FSA Savings Deposit Consultation 'Not Transparent'

by Peter Wakeford
Posted by Hannah on 7 April 2009
FSA Savings Deposit Consultation 'Not Transparent'

Which? has criticised the FSA's plans to allow temporary increases to compensation thresholds for bank balances - saying that not all cases are covered by the proposals.

Improvements need to be made to the financial regulator's deposit compensation investigation, a consumer group claimed today.

Which? said that the Financial Services Authority (FSA) probe should result in greater "transparency" over savings protection. A policy adviser for the group added that there were currently anomalies in the new compensation scheme proposed by the watchdog.

Currently, the first £50,000 of people's account balances are protected by the FSA - and stand to be repaid in full if the depositor's bank goes bust. Concerns over the stability of financial firms have been raised over recent months, following the credit crunch-induced nationalisations of Northern Rock and Bradford & Bingley and the general turbulence in the financial markets.
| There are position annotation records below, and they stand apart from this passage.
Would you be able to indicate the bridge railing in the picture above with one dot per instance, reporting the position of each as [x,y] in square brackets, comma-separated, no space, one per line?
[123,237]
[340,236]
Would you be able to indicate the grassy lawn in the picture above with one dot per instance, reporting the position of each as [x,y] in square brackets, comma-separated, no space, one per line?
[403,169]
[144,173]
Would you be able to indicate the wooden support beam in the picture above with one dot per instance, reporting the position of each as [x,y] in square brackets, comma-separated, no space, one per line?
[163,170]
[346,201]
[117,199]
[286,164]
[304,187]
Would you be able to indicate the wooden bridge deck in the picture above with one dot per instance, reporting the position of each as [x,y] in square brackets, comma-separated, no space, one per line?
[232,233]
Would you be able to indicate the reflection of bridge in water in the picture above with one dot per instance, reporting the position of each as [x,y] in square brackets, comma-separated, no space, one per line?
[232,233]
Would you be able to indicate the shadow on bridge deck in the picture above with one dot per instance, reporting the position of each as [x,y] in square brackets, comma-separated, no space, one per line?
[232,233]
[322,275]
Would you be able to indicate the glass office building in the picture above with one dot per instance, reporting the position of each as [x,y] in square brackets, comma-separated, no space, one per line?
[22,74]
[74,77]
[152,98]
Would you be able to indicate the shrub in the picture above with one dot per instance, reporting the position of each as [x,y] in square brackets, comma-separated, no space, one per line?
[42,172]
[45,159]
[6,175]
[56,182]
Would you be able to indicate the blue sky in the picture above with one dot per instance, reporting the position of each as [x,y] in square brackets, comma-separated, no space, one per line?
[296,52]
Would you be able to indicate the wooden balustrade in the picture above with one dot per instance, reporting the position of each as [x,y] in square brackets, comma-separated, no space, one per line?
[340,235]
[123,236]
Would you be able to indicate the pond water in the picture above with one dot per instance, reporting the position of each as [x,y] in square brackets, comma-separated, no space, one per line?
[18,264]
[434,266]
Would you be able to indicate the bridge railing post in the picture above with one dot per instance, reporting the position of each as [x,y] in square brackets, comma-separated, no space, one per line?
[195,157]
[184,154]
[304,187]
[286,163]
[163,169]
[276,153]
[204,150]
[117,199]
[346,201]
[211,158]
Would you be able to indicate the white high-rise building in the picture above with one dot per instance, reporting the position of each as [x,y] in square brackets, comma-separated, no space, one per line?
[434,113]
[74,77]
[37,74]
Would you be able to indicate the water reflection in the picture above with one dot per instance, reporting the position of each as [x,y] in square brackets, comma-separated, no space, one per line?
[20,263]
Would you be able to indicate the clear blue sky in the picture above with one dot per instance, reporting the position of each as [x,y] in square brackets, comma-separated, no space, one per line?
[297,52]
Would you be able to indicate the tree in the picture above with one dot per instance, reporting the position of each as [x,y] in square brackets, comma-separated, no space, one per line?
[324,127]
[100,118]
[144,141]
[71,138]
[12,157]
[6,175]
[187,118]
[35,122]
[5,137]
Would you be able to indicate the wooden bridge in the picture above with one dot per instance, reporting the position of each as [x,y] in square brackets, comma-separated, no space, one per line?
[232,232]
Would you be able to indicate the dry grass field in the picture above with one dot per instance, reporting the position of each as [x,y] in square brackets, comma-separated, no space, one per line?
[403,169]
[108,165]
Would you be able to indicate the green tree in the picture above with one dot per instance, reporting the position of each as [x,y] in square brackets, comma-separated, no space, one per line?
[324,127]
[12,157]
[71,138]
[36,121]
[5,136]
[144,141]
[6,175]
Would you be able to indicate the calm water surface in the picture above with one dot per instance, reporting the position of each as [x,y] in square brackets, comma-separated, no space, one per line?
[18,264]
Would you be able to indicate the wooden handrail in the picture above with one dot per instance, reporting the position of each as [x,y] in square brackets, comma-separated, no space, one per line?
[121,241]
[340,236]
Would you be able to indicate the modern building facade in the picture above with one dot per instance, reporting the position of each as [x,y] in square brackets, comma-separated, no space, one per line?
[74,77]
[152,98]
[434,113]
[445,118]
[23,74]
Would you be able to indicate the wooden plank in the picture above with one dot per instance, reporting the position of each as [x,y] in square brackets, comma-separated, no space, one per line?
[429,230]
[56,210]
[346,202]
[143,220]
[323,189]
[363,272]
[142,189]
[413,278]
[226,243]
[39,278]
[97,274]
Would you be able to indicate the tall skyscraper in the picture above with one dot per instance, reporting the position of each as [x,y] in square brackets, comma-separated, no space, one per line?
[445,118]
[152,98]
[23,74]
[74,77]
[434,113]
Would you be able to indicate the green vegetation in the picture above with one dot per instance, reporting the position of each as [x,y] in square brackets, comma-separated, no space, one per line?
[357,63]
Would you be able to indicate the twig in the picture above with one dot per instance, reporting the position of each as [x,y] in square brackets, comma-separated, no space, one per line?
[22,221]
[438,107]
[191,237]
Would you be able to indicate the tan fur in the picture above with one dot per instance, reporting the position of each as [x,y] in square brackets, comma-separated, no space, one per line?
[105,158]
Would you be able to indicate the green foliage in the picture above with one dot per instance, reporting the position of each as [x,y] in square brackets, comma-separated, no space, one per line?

The FSA investigation, announced last week, is looking into protecting depositors at times when their balances temporarily rise above the compensation limit, such as when they sell their home. It proposes increasing the threshold "for a limited period" in such circumstances.

Commenting, Vera Cottrell, principal policy adviser for Which?, said: "Our key concern is that the current [FSA] proposal is not very transparent in terms of consumers understanding when they will be protected and when they will not and this may result in consumers getting into serious financial difficulties due to a lack of protection."

Specifically, Which? cited the example of home building insurance payouts - which it claims are not covered by the proposed FSA scheme.